Dropout rates of 0.01 and 0.05 were used for positional encoding features and the final attention matrix respectively in MHA. All other dropout rates are annotated in Extended Data Fig. 1a.

Model training and evaluation

The model was trained, evaluated, and tested on the same targets, genomic intervals, and using the same Poisson negative log-likelihood loss function as Basenji2 (ref. 2). Briefly, the cross-species training/validation/test sets were constructed using the following procedure to partition homologous sequences into the same set. First, we divided both the human and mouse genomes into 1 Mb regions. We constructed a bipartite graph, in which the vertices represent these regions. Next, we placed edges between 2 regions if they have >100 kb of aligning sequence in the hg38-mm10 syntenic net format alignment downloaded from the UCSC Genome Browser42. Finally, we partitioned connected components in the bipartite graph randomly into training, validation, and test sets.

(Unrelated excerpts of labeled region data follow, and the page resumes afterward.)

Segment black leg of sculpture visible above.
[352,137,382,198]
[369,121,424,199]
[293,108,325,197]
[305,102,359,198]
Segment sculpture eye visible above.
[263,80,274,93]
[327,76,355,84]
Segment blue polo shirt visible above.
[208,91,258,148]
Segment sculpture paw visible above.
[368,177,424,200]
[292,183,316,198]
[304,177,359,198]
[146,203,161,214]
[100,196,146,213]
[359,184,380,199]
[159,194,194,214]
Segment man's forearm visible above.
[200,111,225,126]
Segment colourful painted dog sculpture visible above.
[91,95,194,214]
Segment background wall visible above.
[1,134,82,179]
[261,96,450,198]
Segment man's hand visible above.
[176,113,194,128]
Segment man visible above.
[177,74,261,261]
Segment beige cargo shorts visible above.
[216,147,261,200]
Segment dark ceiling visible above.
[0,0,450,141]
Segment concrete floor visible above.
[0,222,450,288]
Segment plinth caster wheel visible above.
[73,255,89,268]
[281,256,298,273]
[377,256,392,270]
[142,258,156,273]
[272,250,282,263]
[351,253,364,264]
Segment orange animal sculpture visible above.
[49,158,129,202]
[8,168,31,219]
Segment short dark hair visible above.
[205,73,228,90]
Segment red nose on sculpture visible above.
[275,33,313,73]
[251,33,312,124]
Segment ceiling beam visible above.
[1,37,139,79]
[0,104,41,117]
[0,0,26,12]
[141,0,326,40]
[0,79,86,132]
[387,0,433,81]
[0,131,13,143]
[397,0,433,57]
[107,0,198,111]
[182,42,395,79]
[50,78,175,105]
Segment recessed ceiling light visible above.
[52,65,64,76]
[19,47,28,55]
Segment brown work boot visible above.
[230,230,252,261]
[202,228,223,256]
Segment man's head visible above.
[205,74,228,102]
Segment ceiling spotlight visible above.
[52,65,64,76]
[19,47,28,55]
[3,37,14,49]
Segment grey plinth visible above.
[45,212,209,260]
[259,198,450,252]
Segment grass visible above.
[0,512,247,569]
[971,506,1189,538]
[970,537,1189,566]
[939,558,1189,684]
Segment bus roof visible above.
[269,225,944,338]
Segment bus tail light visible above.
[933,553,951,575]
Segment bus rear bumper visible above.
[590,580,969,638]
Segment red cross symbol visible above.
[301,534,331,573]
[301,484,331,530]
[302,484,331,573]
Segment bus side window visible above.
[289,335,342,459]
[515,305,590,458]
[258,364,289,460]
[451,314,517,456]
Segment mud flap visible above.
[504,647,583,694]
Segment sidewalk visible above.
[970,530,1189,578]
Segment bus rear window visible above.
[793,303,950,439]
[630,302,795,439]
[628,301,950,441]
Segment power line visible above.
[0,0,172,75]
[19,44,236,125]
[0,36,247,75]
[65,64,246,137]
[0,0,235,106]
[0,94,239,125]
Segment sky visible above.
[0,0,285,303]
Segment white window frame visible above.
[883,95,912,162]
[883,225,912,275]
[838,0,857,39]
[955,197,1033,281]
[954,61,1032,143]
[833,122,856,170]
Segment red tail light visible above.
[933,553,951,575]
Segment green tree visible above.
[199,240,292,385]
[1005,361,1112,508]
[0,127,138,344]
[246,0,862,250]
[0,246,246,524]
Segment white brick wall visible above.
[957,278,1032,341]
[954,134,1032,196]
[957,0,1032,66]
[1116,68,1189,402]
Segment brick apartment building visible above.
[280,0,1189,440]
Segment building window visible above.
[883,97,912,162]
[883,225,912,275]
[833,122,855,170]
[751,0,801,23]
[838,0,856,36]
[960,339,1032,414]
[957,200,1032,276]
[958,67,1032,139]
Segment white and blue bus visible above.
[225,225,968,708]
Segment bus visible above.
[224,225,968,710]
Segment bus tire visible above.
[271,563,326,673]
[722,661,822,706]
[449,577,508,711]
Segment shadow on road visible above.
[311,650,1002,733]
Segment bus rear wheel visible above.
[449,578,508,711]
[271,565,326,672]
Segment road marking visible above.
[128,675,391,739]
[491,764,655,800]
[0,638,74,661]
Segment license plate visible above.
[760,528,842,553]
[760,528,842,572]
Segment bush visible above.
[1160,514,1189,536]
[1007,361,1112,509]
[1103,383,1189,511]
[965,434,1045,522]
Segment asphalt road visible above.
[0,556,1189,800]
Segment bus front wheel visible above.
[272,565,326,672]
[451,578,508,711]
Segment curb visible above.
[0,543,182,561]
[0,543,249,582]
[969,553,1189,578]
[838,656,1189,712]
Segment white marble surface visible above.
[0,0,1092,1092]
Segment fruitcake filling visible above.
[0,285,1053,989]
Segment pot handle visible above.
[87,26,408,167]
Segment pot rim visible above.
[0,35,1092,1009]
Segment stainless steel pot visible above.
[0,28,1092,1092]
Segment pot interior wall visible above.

The dataset contains 34,021 training, 2,213 validation, and 1,937 test sequences for the human genome, and 29,295 training, 2,209 validation, and 2,017 test sequences for the mouse genome. For the human genome, each example contains 2,131 transcription factor (TF) chromatin immunoprecipitation and sequencing (ChIP–seq), 1,860 histone modification ChIP–seq, 684 DNase-seq or ATAC-seq, and 638 CAGE tracks (total 5,313, Supplementary Table 2). For the mouse genome, each example contains 308 TF ChIP–seq, 750 histone modification ChIP–seq, 228 DNase-seq or ATAC-seq, and 357 CAGE tracks (total 1,643, Supplementary Table 3). We modified the Basenji2 dataset by extending the input sequence to 196,608 bp from the original 131,072 bp using the hg38 reference genome.

To train a model simultaneously on human and mouse genomes, we alternated between a batch containing data from the human genome and the mouse genome. The main Enformer model with 1,536 channels was implemented in Sonnet v2, TensorFlow (v2.4.0), and was trained on 64 TPU v3 cores with batch size of 64 (1 per core) for 150,000 steps (approximately 3 days) using all-reduce gradient aggregation across the cores at every step. Batch normalization statistics were also aggregated across multiple replicas using 0.9 momentum. We used the Adam optimizer from Sonnet v2 (ref. 43) with a learning rate of 0.0005 and default settings for other hyperparameters: β1 = 0.9, β2 = 0.999, ε = 1 × 10–8. The optimal learning rate was discovered by grid search yielding the highest performance on the validation set. We linearly increased the learning rate from 0 to target value in the first 5,000 steps of training. We clipped gradients to a maximum global norm of 0.2. We used the same data augmentation as Basenji2 (ref. 2) during training by randomly shifting the input sequence by up to 3 bp and reverse-complementing the input sequence while reversing the targets. Finally, we fine-tuned the Enformer model on human data for 30,000 steps using a lower learning rate of 0.0001.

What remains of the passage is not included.